Considering switching my major... I absolutely LOVE LOVE LOVE - TopicsExpress



          

Considering switching my major... I absolutely LOVE LOVE LOVE criminal justice, and for the past 3 years Law Enforcement has been my dream.. however after injuring my hip in February, and still being unable to walk normal, and still being in pain... it has caused me to do a lot of thinking and praying over what i am supposed to do with the situation. It has been on my heart that maybe this whole LE thing is my plan and not Gods, and as much as i LOVE it, and i do LOVE it, maybe its not what i am supposed to be doing. For a good chunk of my life i had always wanted to be a special education teacher. I have a passion for those children, and those people, as i have been praying about what to do, i have felt led back to this direction. Jesse and i for about the past 4 years have had a desire to start a Special Education/ Learning disabled ministry, understanding that the same challenges faced in school and the work place are faced in the church. We have a desire to reach these people, and help them to understand the word of God. As jesse is going for Occupational Therapy, and then hopefully something in ministry, this may be exactly what i am supposed to be doing with my life.
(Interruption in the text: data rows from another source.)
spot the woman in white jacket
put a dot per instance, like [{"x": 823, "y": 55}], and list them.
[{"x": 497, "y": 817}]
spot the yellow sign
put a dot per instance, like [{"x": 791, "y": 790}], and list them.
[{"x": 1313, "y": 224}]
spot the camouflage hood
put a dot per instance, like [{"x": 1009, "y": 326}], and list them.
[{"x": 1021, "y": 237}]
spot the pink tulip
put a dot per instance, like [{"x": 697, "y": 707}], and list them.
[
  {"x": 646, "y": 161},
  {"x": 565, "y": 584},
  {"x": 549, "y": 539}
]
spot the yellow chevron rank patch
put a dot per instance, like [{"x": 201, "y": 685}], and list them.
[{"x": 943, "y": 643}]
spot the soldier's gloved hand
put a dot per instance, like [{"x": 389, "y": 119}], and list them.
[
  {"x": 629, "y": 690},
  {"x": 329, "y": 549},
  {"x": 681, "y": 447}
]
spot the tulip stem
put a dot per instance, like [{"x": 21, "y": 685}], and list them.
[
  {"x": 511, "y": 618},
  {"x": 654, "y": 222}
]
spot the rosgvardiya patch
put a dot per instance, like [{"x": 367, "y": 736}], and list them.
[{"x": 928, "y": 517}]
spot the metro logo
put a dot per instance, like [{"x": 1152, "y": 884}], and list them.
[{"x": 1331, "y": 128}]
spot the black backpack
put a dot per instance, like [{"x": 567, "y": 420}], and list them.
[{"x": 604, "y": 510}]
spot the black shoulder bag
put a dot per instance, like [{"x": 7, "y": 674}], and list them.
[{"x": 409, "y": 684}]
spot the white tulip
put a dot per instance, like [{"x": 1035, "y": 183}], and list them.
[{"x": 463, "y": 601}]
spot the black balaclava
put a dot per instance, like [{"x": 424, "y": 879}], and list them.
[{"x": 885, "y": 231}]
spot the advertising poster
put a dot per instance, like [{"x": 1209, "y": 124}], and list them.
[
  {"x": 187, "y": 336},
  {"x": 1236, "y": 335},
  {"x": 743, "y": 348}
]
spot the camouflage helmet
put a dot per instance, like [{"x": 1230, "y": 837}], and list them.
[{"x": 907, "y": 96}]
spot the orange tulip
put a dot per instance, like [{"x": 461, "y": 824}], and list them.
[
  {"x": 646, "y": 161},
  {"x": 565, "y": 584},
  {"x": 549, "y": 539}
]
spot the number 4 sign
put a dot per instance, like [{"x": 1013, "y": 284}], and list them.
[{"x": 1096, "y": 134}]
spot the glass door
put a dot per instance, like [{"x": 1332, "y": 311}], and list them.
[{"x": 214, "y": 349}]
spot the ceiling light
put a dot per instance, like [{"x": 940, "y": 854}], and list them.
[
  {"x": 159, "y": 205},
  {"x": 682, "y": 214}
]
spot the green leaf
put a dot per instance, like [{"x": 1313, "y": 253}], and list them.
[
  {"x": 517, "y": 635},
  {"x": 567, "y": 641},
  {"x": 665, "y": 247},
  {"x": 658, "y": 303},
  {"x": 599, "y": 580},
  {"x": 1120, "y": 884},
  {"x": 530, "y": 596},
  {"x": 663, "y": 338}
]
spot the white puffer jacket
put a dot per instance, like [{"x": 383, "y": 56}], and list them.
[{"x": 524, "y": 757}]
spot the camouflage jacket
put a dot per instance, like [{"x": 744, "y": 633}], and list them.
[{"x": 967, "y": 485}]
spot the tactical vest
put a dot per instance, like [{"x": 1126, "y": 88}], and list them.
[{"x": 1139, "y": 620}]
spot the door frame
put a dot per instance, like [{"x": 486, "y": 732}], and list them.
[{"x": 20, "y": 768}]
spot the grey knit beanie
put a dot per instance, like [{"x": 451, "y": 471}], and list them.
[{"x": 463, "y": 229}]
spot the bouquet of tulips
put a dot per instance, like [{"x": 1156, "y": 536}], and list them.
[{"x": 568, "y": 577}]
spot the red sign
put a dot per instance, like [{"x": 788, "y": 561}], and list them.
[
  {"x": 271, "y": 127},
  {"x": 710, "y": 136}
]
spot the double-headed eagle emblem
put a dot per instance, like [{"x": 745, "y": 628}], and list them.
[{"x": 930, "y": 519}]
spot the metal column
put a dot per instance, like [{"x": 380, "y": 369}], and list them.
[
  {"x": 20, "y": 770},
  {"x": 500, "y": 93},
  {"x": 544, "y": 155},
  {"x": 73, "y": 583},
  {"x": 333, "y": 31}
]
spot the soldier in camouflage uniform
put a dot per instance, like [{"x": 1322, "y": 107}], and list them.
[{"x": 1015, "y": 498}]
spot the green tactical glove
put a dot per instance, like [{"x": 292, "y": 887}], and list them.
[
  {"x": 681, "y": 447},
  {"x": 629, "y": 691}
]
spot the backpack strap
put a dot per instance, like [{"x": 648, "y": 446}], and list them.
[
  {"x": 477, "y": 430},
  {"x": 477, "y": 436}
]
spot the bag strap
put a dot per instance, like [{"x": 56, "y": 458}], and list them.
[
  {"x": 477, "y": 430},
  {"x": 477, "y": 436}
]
Giving up CJ is by no means anything i wish to do, or want to do, but am feeling like it may be something i need to do. As much as i hate it, if this is not Gods plan for me then i dont want it to be my plan either. I need some guidance as to what direction i should go. It is a very difficult decision for me, i was and am on fire for Criminal Justice and Law Enforcement, i cant see myself doing anything else, i cant see myself giving up now, just walking away from it, but it may be what needs to be done. I need to know what Gods plan it for me. Special Education (I still Love this) or criminal justice?